Though its 300-strong activist core is small, the Identitarians — like other new “alt-right” movements — have had a tremendous impact online broadcasting their views and agitations across social media.

The Documentation Centre of the Austrian Resistance, a monitoring group, considers the movement part of the Austrian extreme-right scene because of their ethno-nationalist worldview.

Nonetheless Mr Kurz’s vice-chancellor, the far-right Freedom Party (FPÖ) leader Heinz-Christian Strache, is sceptical about any ban. He would prefer the Identitarians be put under closer observation.

After the police raid, Mr Strache said he and his party had nothing to do with the Identitarians. But in fact the connections between the two are well-documented.

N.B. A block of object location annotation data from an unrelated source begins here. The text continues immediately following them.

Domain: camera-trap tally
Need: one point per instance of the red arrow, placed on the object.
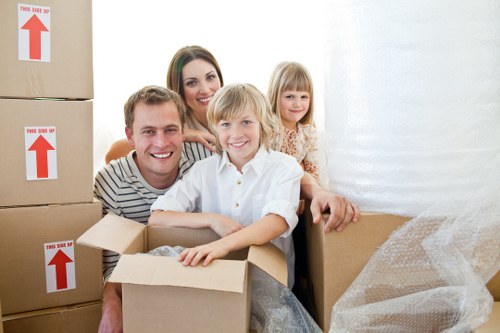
(35, 26)
(41, 146)
(60, 260)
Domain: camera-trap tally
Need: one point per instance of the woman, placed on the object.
(195, 75)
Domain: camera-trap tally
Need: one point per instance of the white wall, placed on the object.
(135, 40)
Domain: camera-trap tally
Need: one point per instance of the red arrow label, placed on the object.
(60, 260)
(41, 146)
(35, 27)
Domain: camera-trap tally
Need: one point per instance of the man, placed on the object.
(129, 185)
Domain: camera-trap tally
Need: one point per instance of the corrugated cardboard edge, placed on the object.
(493, 323)
(49, 311)
(270, 259)
(115, 233)
(144, 269)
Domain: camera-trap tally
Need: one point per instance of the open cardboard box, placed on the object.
(160, 294)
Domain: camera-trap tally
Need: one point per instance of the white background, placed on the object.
(135, 40)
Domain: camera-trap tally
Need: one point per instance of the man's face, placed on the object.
(157, 138)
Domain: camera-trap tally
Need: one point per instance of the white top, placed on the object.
(269, 183)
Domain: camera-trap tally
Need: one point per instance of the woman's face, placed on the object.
(200, 82)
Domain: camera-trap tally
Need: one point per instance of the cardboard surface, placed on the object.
(78, 318)
(494, 287)
(73, 125)
(493, 323)
(160, 294)
(24, 235)
(69, 73)
(335, 259)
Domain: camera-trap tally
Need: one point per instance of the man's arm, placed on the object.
(111, 321)
(342, 211)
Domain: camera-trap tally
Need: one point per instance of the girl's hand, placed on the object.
(224, 225)
(205, 138)
(210, 251)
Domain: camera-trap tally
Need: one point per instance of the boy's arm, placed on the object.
(221, 224)
(342, 211)
(261, 232)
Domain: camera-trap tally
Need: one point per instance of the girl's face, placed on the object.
(200, 82)
(240, 137)
(294, 106)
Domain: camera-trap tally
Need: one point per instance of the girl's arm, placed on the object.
(221, 224)
(261, 232)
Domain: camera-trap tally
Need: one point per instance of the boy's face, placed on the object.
(240, 137)
(157, 138)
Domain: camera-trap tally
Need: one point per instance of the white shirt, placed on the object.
(269, 183)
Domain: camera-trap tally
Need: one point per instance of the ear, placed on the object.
(129, 134)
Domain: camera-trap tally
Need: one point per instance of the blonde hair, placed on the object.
(290, 76)
(230, 101)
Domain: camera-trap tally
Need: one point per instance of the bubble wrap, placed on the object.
(412, 90)
(274, 307)
(430, 275)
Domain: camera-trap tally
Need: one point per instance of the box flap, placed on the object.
(144, 269)
(271, 259)
(115, 233)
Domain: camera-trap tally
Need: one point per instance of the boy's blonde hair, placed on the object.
(229, 101)
(290, 76)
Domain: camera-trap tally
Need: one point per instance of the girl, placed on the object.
(290, 93)
(291, 96)
(248, 194)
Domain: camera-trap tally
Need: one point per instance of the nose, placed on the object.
(204, 87)
(161, 140)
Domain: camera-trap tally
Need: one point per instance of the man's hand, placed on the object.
(342, 211)
(205, 138)
(111, 321)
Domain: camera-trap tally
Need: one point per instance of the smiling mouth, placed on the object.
(205, 100)
(161, 156)
(238, 144)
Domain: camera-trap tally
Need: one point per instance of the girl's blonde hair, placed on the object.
(290, 76)
(230, 101)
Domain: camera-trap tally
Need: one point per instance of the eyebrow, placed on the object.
(195, 78)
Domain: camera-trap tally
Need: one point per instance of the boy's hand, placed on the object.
(210, 251)
(342, 211)
(224, 225)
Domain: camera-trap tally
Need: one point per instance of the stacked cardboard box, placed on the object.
(336, 259)
(46, 172)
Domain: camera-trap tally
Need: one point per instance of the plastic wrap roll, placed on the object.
(412, 93)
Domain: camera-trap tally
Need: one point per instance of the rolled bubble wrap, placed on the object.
(412, 93)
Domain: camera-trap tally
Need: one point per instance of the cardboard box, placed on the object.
(157, 291)
(335, 259)
(493, 323)
(494, 287)
(51, 144)
(77, 318)
(1, 321)
(41, 267)
(46, 49)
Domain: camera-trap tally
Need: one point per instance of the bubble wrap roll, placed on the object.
(412, 93)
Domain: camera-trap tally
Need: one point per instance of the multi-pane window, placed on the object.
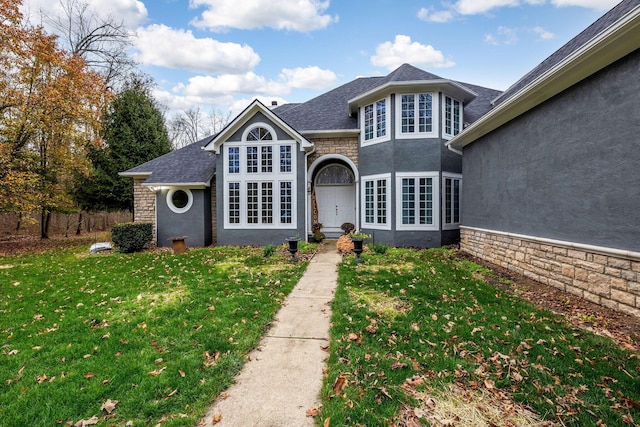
(376, 200)
(259, 192)
(416, 113)
(375, 120)
(452, 116)
(285, 158)
(417, 200)
(286, 202)
(451, 200)
(234, 203)
(266, 159)
(252, 159)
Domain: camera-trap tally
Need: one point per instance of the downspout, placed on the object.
(448, 144)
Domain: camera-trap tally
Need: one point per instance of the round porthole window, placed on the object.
(179, 200)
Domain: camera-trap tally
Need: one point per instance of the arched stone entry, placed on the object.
(334, 192)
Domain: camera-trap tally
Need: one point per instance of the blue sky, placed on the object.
(221, 54)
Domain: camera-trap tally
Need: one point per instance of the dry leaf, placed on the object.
(109, 406)
(339, 385)
(313, 412)
(90, 422)
(157, 372)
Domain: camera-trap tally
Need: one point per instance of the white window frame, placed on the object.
(275, 177)
(173, 207)
(435, 117)
(435, 225)
(363, 186)
(376, 139)
(445, 134)
(457, 177)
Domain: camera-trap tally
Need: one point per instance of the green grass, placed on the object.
(161, 334)
(411, 325)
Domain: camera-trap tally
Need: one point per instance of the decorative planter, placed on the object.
(293, 247)
(357, 248)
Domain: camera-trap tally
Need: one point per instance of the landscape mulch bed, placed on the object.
(621, 327)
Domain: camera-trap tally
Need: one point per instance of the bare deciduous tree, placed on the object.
(193, 124)
(101, 41)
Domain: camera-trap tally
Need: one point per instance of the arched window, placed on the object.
(335, 175)
(259, 133)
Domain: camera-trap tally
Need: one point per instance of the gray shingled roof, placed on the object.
(326, 112)
(190, 164)
(330, 111)
(573, 45)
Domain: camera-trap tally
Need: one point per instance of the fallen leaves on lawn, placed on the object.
(90, 422)
(211, 360)
(339, 384)
(109, 406)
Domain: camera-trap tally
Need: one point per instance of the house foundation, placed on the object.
(604, 276)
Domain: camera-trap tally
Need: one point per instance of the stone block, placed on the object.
(623, 297)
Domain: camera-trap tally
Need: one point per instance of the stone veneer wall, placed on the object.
(347, 146)
(144, 204)
(605, 277)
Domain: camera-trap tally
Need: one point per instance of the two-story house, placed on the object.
(371, 152)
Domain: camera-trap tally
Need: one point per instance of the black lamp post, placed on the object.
(357, 248)
(293, 247)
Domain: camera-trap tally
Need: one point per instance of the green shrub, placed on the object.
(268, 251)
(378, 248)
(132, 237)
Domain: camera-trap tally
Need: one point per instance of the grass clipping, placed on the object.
(456, 406)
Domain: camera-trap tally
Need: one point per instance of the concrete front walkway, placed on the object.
(283, 376)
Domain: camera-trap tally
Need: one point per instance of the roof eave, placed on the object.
(463, 93)
(612, 44)
(335, 133)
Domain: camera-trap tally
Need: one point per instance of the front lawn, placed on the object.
(137, 339)
(420, 338)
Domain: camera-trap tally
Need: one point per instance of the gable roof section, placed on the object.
(253, 108)
(408, 77)
(607, 40)
(329, 111)
(188, 166)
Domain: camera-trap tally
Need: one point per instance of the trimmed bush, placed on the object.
(132, 237)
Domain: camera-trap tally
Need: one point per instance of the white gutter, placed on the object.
(615, 42)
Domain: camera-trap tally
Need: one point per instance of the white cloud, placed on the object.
(251, 83)
(402, 50)
(592, 4)
(477, 7)
(543, 34)
(179, 49)
(474, 7)
(308, 78)
(130, 12)
(429, 15)
(504, 36)
(300, 15)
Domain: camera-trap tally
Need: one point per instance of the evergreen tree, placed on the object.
(134, 133)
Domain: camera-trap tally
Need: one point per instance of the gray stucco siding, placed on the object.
(567, 170)
(195, 224)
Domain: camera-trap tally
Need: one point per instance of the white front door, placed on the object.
(336, 205)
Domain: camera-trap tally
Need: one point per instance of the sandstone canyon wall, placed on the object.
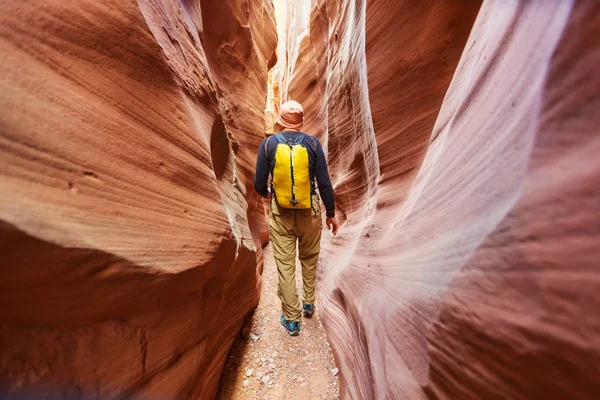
(466, 267)
(130, 234)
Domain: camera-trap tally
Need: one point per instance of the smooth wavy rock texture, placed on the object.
(466, 267)
(130, 234)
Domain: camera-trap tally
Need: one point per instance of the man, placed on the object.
(295, 160)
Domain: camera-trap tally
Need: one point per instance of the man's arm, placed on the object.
(261, 175)
(323, 182)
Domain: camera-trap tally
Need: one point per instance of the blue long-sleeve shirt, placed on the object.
(317, 167)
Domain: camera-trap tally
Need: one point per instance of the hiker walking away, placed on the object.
(295, 161)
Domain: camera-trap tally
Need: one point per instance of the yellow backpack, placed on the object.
(291, 176)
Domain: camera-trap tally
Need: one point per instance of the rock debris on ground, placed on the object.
(266, 363)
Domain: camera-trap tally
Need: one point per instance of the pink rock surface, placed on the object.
(467, 263)
(130, 233)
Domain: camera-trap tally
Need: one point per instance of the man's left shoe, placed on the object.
(292, 327)
(308, 309)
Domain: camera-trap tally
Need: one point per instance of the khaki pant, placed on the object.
(288, 227)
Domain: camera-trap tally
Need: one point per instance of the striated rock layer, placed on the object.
(467, 263)
(129, 233)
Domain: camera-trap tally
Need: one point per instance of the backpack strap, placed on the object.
(300, 138)
(279, 137)
(267, 143)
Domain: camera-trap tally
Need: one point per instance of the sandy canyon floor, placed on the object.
(266, 363)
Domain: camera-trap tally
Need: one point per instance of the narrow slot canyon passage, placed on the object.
(462, 142)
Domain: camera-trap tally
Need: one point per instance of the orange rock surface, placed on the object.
(462, 139)
(466, 267)
(129, 133)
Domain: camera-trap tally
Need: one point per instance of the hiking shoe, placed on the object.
(292, 327)
(309, 309)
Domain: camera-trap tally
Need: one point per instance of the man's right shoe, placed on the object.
(308, 309)
(292, 327)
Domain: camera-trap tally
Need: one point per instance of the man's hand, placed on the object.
(332, 225)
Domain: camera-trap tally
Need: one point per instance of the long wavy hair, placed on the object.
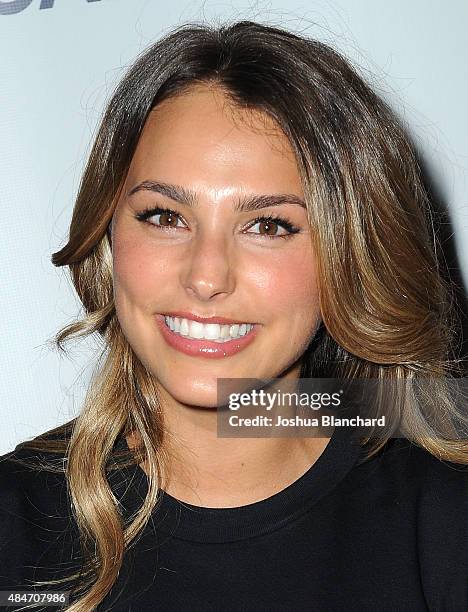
(388, 310)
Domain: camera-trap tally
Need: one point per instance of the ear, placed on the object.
(109, 232)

In April 2016, Mr Strache praised the Identitarian Movement for being a “young” and “peaceful ... non-left citizens’ movement.” A year prior, he was pictured meeting Identitarians at a Styrian guesthouse.

Mr Strache has also used social media to promote the idea at the core of the Identitarians’ ideology: of the state supporting a Bevölkerungsaustausch, the replacement of white Austrians with Muslim immigrants.

FPÖ interior minister Herbert Kickl, who opposition politician Peter Pilz recently called the minister of “right-wing extremists, identitarians, and neo-Nazis”, spoke in 2016 at “Defenders of Europe,” an extreme-right gathering in Linz which included Austria’s Identitarian Movement.

He began his speech: “This is an audience as I would wish it and picture it.”

Because of Mr Kickl, Austrian intelligence services are evermore being excluded from the activities of the Club de Berne, the European Union’s intelligence-sharing forum.

The opposition, led by the Social Democratic Party (SPÖ), has called for Mr Kickl’s resignation.

“An interior minister that has such close ties to right-wing extremists and the Identitarians is a security risk for Austria,” the SPÖ’s Thomas Drozda said.

The links extend down to the state and local level, with Freedom Party politicians marching with the Identitarian Movement as recently as last year.

And just this week, it was reported that the FPÖ branch in Linz, via its associated greater German nationalist fraternity “Arminia Czernowitz”, shared an address with the local Identitarians.

This news sparked Mr Kurz to warn he wouldn’t abide a “soft approach to right-wing extremism” and tell the Freedom Party to clean up its act and identify where there are connections to the Identitarian Movement and undo them.

But as the veteran Austrian political columnist Hans Rauscher noted, the Identitarians and the Freedom Party are “brothers in spirit”.

And therein lies Mr Kurz’s problem: to outlaw the Identitarian Movement is one thing, but that same ideology he opposes and drives that ethno-national movement is also, by way of the FPÖ, inside his government.

As such, Mr Rauscher believes, the Chancellor has two choices: call new elections and form a new government with the centre and centre-left—or stay in coalition with the Freedom Party and accept the consequences.